Solving a Certainty Equivalent (Decision Analysis) problem

Question

I am solving a Certainty Equivalent (Decision Analysis) problem.

The problem is a Risk-Averse Case - a deal of $60\%$ chance to win $\$100,\!000$ and $40\%$ chance to lose $\$10,\!000$.

Suppose the decision-maker is risk-averse with a risk tolerance of $\$20,\!000$ and his utility function is:

$$u(x)=1.0067837 (1-e^{-x/20\,000}).$$

The answer shows: \begin{align}u(\rm CE)&= 0.6 u(100\,000) + 0.4 u(-10\,000)\\&= 0.4(1.00) + 0.4(-0.65312)\\&= 0.338751\\\implies{\rm CE}&=u^{-1}(0.338751)=\$8,\!203.59.\end{align}

Why does $0.6 u(100\,000)$ equal to $0.4(1.00)$, and likewise $0.4 u(-10\,000)$ equals to $0.4(-0.65312)$?

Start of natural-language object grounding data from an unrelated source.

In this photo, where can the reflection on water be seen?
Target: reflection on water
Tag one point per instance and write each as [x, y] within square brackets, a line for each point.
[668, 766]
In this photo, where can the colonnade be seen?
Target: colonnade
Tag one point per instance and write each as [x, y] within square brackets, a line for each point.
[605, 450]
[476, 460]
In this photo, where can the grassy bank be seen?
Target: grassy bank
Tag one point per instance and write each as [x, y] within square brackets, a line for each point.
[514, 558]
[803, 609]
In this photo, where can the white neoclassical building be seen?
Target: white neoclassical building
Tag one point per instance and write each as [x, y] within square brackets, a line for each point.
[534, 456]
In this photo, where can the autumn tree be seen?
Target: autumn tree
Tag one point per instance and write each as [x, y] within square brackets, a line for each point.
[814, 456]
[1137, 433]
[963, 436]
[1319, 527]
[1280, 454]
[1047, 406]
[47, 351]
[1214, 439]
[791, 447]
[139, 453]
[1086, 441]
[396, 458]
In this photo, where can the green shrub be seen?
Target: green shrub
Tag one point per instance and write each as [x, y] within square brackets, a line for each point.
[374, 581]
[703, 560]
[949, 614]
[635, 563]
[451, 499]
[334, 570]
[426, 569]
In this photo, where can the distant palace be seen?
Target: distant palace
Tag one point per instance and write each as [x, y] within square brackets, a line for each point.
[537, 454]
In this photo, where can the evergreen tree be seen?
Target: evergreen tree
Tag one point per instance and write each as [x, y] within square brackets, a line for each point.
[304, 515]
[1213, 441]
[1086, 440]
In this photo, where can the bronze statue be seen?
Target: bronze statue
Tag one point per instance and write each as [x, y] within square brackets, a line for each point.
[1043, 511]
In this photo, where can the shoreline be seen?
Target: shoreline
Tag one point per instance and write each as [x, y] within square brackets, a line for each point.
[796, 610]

Also, with $u^{-1}(0.338751)$, how does it arrive at $\$8,\!203.59$?

Answer 1

There is a typo in the calculation that you mentioned. $$u({\rm CE}) = 0.6 u(100\,000)+0.4 u(-10\,000)=0.6(1.0000)+0.4(-0.65312)=0.338751$$

For your second question, if $y=f(x) \text{ then } x=f^{-1}(y).$

For the calculations:

\begin{align}u(100\,000)&=1.0067837(0.993262053000)=1.000000044789 \\u(-10\,000)&=1.0067837(-0.64872127070)=-0.65312200118\end{align}

Answer 2

If $u(d)=c$ then $d=u^{-1}(c)$ since $u\circ u^{-1}$ forms the identity. Thus in general, under suitable constraints for $a,b,c$,\begin{align}a(1-e^{-d/b})=c&\implies1-e^{-d/b}=\frac ca\\&\implies e^{-d/b}=1-\frac ca=\frac{a-c}a\\&\implies-\frac db=\ln\frac{a-c}a&&\\&\implies d=-b\ln\frac{a-c}a=b\ln\frac a{a-c}.\end{align} Now substitute the values of $a=1.0067837$, $b=20\,000$ and $c=0.338751$ to obtain $d=u^{-1}(c)$.